Senate Candidate Forced To Backtrack After Tasteless Pot Jokes

The political atmosphere around marijuana has changed. It used to be a slam dunk to make fun of marijuana users — even medical marijuana patients — but a recent drama which played out in Washington state showed how much that has changed. A Republican candidate for U.S. Senate has been forced to “clarify” a series of tasteless jokes he made at the expense of medical marijuana research and patients.

“Last week, Republican Dino Rossi issued an extremely immature and thoughtless press release criticizing federally funded research being conducted at Washington State University into marijuana’s effect on pain medication,” said Mike Meno of the Marijuana Policy Project (MPP).
The two-year study, by psychology professor Michael Morgan, involves injecting rats with synthetic cannabinoids and opiates in order to research their combined actions in order to find ways to improve treatment for people suffering from chronic pain.
“Rather than emphasize the great need for this type of research, as well as the proven efficacy of marijuana in helping to manage pain, Rossi decided to revert to hackneyed and unoriginal middle-school level humor,” Meno said.

“Washington state taxpayers are tired of their money going up in smoke,” Rossi was quoted as saying in a release issued by his office. “This bill isn’t going to stimulate anything other than sales of Cheetos.”
“It’s odd that Rossi thinks he knows more about good research than these neuroscientists,” responded Morgan, who received $148,438 in federal stimulus funds from the National Institutes of Health.
“It would have been nice if Rossi had checked his facts before trashing research that could be very beneficial,” Morgan said. “There are millions of Americans suffering from chronic pain.
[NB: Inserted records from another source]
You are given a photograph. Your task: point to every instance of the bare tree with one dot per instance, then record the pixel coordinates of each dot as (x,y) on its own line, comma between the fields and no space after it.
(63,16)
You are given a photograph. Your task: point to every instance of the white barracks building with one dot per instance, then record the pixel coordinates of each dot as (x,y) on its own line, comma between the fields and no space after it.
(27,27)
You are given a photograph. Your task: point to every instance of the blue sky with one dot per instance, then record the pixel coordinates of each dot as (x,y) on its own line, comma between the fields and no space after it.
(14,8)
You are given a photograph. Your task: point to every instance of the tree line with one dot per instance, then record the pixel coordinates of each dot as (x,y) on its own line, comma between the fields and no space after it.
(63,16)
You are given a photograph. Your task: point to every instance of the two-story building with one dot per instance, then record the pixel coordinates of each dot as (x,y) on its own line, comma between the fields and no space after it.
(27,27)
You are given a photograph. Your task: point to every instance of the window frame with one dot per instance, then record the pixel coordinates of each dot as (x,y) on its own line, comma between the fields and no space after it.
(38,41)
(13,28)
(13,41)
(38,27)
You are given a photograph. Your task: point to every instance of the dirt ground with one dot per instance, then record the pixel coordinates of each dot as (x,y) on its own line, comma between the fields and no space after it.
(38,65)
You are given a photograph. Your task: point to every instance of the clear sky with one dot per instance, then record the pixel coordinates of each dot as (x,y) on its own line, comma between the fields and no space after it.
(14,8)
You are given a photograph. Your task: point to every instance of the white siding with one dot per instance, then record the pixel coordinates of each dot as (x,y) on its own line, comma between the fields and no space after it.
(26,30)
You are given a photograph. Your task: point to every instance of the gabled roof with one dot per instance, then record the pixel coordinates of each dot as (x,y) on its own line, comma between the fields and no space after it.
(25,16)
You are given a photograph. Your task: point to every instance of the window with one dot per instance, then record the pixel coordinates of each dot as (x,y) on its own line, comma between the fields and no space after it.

Is Rossi arguing that we should not do research to find better ways to reduce this suffering?”
Just one day later, a chagrined spokesman for Rossi was put on the defensive, and tried to backtrack by claiming “no judgment was made [by the campaign] on the validity of the research.”
“This last development is important for one major reason,” Meno said. “After years of being considered a third-rail issue that politicians were free to scorn, more candidates and officials are now waking to the reality that marijuana reform issues — and medical marijuana in particular — are very, very popular among voters.”
“As the Rossi campaign has discovered, the most controversial thing about medical marijuana nowadays can be opposing it,” Meno said.
Nationally, 81 percent of Americans support medical marijuana.
So why did Rossi even put on such an embarrassing sideshow?
Maybe he wanted to draw attention away from the fact that he was recently named to a list of the 11 Most Crooked Candidates in the entire nation put together by Citizens for Responsibility and Ethics in Washington.